Methods: The osteoblast-like cell line MG63 was cultured on 3 different surface which surface roughness was 0.38、1.00 and 2.14µm respectively. After 4 and 24h culture, the cells were stained with TRITC-labeled phalloidin and observed by confocal laser scanning microscopy; the cell proliferation was investigated with MTT assay; total protein content was calculated according to Comass brilliant blue staining, the activity of alkaline phsphatase (ALP) was measured by PNPP method, the production of Osteocalcin(OC) was detected by Osteocalcin ELISA; Changes in gene expression for Cbfa1 was measured by RT-PCR after 6h in culture.

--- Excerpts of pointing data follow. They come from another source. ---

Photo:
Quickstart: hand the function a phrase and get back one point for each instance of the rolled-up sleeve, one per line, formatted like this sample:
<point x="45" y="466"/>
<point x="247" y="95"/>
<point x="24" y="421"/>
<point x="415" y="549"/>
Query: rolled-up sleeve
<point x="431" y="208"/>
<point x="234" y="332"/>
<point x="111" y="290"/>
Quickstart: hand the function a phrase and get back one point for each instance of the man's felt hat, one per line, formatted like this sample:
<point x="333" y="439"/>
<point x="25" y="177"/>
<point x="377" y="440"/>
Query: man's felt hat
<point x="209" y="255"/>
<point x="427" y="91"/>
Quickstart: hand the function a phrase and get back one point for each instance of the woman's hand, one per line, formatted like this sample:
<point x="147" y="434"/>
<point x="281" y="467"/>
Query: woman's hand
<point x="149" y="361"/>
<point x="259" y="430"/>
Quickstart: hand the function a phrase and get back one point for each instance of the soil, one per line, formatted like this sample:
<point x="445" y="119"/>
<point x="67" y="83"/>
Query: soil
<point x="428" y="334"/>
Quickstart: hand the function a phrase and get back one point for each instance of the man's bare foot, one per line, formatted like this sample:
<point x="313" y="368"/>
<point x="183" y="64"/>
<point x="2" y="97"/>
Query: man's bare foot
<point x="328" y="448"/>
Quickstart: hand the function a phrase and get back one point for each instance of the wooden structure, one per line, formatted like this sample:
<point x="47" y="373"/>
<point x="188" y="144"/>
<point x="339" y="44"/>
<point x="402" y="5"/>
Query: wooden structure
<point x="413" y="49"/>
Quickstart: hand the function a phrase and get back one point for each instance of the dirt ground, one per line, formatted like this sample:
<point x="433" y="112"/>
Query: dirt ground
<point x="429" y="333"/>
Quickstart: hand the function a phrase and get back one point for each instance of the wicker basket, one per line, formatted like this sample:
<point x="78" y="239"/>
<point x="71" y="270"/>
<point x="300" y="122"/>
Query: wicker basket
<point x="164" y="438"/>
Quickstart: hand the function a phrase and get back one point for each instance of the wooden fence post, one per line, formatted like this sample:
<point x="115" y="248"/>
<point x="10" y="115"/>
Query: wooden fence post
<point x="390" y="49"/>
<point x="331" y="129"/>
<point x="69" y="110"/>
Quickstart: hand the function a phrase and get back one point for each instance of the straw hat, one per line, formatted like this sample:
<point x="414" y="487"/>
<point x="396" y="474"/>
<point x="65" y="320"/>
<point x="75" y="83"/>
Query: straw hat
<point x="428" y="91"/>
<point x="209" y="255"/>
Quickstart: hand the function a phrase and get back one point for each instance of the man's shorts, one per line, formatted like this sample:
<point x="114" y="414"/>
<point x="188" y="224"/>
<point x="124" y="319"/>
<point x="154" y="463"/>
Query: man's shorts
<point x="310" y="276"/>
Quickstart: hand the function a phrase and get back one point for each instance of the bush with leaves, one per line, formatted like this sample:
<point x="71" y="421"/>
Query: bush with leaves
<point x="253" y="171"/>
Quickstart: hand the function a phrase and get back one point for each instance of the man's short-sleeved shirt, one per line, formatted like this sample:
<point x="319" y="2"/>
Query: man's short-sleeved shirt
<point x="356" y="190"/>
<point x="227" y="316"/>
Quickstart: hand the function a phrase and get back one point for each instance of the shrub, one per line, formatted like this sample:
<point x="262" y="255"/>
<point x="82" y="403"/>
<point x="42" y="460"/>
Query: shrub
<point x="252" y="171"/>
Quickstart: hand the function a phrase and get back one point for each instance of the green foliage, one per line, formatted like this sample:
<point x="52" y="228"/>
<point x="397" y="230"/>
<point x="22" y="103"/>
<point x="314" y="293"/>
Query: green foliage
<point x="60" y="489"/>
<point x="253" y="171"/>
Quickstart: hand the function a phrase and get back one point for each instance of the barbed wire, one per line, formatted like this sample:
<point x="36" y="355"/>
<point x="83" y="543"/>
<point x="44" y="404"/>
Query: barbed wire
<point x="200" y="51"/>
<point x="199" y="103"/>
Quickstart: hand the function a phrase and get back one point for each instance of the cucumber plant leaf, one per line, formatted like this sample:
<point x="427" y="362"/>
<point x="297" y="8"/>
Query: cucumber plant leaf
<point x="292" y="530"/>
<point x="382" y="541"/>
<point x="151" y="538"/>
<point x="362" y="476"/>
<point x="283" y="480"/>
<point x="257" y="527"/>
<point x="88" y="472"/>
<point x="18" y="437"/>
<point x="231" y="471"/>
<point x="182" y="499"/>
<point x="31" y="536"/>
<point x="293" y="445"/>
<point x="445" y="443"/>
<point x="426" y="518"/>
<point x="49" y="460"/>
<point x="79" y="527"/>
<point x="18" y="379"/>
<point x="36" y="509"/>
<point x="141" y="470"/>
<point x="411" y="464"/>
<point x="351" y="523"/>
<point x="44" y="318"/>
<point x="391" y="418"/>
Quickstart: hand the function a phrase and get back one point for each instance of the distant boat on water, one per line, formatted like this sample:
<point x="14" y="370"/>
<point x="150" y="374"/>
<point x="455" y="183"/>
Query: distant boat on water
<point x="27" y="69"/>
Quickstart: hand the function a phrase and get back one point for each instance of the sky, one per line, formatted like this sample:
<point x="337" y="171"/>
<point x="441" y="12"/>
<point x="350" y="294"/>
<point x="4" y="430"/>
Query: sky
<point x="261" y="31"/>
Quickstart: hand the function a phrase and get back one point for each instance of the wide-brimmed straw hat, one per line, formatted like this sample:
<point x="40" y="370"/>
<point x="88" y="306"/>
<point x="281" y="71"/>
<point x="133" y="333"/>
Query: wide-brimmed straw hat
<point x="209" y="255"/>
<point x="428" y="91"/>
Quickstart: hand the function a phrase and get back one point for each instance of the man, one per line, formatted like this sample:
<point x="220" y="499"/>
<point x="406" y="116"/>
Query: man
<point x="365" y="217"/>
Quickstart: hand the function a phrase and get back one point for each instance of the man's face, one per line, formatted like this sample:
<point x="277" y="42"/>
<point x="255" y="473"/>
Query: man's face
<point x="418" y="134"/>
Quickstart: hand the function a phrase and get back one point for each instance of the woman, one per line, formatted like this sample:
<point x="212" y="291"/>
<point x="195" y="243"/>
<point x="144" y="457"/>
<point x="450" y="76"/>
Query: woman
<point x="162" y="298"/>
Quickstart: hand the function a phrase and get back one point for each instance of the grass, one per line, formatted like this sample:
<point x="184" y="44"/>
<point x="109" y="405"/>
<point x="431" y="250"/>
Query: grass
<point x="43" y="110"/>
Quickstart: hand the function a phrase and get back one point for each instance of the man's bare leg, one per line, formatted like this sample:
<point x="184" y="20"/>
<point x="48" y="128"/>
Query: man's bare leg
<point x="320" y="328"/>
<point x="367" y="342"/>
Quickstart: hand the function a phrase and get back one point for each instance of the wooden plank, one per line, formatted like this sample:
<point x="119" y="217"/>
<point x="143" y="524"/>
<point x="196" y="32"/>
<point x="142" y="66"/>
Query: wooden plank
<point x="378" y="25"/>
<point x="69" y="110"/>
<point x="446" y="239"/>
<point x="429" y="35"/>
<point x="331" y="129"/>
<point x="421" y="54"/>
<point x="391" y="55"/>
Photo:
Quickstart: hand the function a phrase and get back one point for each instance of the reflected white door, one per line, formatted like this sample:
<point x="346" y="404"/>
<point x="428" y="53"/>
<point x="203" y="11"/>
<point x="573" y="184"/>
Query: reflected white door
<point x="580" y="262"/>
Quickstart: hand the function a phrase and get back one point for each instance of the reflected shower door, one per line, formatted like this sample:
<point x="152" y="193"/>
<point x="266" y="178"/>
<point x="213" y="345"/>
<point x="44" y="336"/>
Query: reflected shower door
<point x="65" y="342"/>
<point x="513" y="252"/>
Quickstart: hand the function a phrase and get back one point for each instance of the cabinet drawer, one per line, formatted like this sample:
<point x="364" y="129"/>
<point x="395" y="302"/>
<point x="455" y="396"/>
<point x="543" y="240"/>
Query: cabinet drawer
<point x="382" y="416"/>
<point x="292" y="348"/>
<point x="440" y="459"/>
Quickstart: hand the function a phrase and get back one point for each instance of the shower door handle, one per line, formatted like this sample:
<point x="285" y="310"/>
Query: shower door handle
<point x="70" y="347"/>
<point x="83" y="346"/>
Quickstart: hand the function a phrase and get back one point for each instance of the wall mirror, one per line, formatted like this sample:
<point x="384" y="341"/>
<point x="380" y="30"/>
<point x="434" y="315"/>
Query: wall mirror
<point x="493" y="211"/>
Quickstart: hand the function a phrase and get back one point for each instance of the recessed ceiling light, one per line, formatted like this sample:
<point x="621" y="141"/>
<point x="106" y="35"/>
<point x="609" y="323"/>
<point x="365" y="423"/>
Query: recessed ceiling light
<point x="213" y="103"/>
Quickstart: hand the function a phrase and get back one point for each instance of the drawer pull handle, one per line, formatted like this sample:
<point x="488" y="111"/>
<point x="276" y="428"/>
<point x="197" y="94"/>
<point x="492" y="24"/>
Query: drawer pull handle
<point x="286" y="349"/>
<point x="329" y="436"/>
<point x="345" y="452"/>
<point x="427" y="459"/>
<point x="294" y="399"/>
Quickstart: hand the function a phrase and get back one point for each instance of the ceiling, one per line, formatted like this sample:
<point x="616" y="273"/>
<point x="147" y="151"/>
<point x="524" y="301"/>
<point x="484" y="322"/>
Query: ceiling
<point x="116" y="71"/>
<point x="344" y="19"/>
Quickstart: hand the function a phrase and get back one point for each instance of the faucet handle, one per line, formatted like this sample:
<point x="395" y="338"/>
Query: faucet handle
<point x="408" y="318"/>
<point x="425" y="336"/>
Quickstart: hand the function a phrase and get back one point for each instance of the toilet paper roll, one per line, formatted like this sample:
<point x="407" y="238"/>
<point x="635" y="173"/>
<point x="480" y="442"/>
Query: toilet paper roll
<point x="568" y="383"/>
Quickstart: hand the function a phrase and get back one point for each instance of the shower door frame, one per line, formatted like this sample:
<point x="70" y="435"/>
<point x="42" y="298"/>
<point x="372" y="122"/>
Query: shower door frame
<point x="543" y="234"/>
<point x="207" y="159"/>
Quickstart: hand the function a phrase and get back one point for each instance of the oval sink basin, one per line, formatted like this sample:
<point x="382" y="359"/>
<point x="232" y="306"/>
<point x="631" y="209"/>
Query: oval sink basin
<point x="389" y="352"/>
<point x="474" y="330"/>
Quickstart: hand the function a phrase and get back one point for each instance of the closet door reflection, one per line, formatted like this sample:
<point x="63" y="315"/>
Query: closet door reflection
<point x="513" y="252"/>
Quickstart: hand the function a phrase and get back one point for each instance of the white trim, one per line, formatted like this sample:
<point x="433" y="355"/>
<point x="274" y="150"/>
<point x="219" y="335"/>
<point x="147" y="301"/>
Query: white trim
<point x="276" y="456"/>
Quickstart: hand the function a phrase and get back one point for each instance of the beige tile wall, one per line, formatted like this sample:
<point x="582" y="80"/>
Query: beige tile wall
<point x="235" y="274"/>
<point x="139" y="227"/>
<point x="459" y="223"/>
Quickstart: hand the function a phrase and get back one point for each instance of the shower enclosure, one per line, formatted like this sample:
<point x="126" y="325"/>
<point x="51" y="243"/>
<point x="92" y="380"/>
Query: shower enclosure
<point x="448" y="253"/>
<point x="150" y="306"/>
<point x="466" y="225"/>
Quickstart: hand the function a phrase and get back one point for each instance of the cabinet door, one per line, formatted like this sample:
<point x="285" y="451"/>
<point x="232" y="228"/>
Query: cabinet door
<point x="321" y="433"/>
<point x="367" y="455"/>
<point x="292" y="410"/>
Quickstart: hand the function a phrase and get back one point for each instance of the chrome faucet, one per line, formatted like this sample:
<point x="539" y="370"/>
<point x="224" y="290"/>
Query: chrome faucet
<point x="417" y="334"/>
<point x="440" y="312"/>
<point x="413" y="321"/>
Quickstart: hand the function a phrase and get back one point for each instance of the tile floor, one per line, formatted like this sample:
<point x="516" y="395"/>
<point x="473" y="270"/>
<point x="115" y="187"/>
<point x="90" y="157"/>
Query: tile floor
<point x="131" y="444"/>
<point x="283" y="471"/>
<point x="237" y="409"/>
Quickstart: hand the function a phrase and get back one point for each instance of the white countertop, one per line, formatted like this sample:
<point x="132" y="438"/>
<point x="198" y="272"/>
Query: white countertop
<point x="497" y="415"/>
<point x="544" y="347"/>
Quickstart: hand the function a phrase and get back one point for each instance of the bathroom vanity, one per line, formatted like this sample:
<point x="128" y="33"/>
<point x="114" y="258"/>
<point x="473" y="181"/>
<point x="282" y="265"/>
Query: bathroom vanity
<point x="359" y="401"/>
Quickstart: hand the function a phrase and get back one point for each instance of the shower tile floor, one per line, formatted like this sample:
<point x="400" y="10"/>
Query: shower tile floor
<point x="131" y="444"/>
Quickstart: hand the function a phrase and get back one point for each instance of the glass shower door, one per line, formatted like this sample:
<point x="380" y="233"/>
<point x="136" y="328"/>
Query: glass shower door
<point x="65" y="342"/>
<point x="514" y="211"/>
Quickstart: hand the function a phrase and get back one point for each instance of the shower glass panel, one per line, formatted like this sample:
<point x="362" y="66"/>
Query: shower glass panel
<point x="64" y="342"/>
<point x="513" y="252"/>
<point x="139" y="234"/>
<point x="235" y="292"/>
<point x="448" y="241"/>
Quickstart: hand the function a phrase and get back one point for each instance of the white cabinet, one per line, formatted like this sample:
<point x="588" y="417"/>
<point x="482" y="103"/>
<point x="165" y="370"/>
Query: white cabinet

Results: MG63 cells grew well on three different titanium surface; at 24 h, cells on titanium whose surface roughness was 1.00µm appeared more differentiated in shape and the margins of the cells were more irregular. Cell number are increasing on all discs; while cell proliferation was significant higher on titanium whose surface roughness was 1.00µm than that of 0.38 and 2.14µm (P<0.05) ; There was no significant difference ( P >0. 05) among the groups in total protein content; An increase in ALP activity and OC production was detected on all disc surface on 1、5、10 and 15days (P<0.05), at the same time,ALP activity and OC production increased significantly on titanium whose surface roughness was 1.00µm (P<0.05); cbfa1 were upregulated (p<0.05) on titanium whose surface roughness was 1.00µm significantly at 6 h compared with other kinds of discs.
Conclusion: The results indicate that an average surface roughness of 1.00μm is more suitable than other surface roughness in favoring osteoblast differentiation in vitro, suggesting that might be inducing bone-formation early around dental implants in vivo.